September 14, 2012 / 7:13 PM / in 7 years

UPDATE 1-Floods threaten Niger's main rice crop - minister

NIAMEY, Sept 14 (Reuters) - Floods could wipe out most of
Niger's main rice harvest this year as rain-swollen rivers rose
to 50-year highs across West Africa, spreading devastation, a
regional official said.
    At least 81 people have been killed in Niger since annual
rains caused flooding along the banks of the Niger River,
raising its waters to their highest levels since the 1920s.
    The country and surrounding region are still struggling to
overcome food shortages caused by poor rains last year.

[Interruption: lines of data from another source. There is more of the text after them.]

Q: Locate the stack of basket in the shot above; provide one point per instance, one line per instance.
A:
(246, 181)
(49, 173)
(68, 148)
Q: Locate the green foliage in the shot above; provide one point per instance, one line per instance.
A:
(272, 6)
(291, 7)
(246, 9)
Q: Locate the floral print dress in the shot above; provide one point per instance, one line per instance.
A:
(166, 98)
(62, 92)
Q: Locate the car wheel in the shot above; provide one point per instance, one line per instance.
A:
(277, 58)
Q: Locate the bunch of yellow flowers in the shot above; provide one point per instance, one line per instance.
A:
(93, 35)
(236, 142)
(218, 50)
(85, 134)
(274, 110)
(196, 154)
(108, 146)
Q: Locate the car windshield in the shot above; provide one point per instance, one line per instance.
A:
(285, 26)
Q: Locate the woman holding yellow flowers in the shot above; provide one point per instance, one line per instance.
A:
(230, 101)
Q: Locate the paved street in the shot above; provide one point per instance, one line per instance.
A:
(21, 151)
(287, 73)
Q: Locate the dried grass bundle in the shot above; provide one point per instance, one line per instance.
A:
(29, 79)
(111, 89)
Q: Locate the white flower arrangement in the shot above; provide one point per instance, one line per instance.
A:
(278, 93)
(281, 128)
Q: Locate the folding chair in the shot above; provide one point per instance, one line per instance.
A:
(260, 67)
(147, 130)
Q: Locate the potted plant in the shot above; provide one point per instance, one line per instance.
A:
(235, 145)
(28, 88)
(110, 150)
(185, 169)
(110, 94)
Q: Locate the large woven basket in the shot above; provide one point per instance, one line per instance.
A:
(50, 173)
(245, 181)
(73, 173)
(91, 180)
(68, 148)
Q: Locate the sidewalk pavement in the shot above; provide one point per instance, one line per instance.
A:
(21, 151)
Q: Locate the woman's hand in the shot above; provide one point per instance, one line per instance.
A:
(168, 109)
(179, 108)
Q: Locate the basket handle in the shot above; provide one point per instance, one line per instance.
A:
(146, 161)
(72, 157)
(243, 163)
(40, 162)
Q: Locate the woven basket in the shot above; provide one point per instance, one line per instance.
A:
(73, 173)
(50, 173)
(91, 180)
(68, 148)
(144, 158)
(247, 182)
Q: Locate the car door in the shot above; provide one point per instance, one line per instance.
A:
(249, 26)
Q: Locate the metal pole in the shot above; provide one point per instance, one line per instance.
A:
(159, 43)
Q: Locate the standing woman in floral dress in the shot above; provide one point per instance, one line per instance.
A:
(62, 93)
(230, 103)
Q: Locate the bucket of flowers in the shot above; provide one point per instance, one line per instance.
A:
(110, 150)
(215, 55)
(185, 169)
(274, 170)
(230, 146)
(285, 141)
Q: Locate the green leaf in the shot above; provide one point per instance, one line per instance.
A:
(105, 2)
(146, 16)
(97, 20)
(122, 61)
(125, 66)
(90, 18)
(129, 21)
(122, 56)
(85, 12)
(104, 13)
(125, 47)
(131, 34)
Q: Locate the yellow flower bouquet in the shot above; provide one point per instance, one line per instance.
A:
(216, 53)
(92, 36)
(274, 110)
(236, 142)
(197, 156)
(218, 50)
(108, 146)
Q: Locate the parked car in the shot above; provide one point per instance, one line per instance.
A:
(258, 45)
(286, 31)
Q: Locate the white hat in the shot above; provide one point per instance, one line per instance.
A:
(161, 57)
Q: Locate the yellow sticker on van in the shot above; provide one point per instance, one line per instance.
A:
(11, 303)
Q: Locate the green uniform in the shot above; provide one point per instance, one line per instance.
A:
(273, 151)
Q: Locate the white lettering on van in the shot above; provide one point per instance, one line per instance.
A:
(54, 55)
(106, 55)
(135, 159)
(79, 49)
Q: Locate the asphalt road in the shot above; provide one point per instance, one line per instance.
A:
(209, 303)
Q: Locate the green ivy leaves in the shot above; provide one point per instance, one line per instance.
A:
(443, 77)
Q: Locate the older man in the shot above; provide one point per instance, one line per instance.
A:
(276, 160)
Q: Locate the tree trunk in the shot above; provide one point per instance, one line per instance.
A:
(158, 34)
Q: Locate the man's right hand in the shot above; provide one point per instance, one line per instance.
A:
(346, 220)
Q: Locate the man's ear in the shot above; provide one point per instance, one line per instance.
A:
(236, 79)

    "In Niger ... most of the rainy season rice crop, estimated
at over 80,000 tonnes, risks being destroyed this year," Tiena
Coulibaly, a Malian government minister told Niger's state
television. 
    Coulibaly was speaking after chairing a meeting of ministers
in Niamey focused on tackling food shortages and increasing
production. The comments were broadcast on Friday after a
meeting on Thursday.
    The European Union, one of Niger's major donors said in a
statement later on Friday that it has disbursed 19,678 billion
CFA francs or 30 million euros ($39.44 billion) as part of a
budgetary assistance measure, to help the country guarantee food
security this year.
    EU's delegation in Niamey said in a statement that the
funding, following a earlier 10 million euros disbursed in June,
 will go towards buying cereals to be resold at affordable
prices, distributed freely or replenish the country's stocks.   
 
    Niger, a country with high population growth that lies just
south of the Sahara, produces about 130,000 tonnes of rice a
year, with a dry season crop harvest bringing in about 50,000
tonnes. 
    Another 200,000-300,000 tonnes are imported to fill the gap
in rising demand.
    About 18 million people across an arid strip of nations
stretching from Senegal in the west to Chad in the east faced a
food and nutrition crisis after last year's poor rains, the
latest in a cycle of shortages to strike the zone.